Es ist überaus wichtig, dass Sie bei Ihrer Arbeit die Hilfe und Unterstützung anderer einfordern und bekommen, um das Beste aus Ihren Teammitgliedern herauszuholen. In diesem Abschnitt konzentrieren wir uns darauf, was Sie wissen müssen, um Projektrollen festzulegen und zu ent-scheiden, was man delegieren kann und was nicht, wie man Rollen und Verpflichtungen verteilt und jedes Teammitglied so motiviert, dass es sich für seine Arbeit verantwortlich fühlt.
Was kann ich delegieren?
Delegieren bedeutet, etwas wegzugeben, was Sie besitzen. (Ich weiß, dass es noch andere Definitionen für Delegieren gibt, aber ich möchte es einfach ausdrücken: delegieren heißt abgeben.) Man kann Autorität delegieren, aber nicht Verantwortlichkeit – die kann man nur teilen. Sie können einer anderen Person zwar das Recht übertragen, Entscheidungen zu treffen, die eigentlich Sie selbst treffen sollen, aber Sie bleiben für die Folgen dieser Entscheidungen verantwortlich.

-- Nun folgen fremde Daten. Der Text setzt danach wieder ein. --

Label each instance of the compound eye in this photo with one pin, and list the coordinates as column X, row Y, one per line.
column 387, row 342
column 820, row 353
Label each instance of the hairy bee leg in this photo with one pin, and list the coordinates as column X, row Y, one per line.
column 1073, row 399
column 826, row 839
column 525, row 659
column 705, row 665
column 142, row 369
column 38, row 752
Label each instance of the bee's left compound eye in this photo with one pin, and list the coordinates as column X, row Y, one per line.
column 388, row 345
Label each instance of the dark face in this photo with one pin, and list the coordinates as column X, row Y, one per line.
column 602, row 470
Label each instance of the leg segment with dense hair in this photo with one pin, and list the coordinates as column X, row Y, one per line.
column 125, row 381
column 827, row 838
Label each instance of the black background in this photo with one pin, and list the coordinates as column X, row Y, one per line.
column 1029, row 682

Es gibt drei Gründe zu delegieren:
✓ damit man sich um andere Dinge kümmern kann
✓ damit die qualifizierteste Person die Entscheidungen trifft
✓ um den Aufgaben- und Verantwortungsbereich einer anderen Person zu erweitern und ihr damit
Gelegenheit zu geben, sich in diesem Gebiet weiterzuentwickeln
Auch wenn die möglichen Vorteile des Delegierens erheblich sind, kann und sollte man nicht jede Aufgabe delegieren. Halten Sie sich an folgende Grundsätze, wenn Sie entscheiden, welche Aufgaben Sie delegieren.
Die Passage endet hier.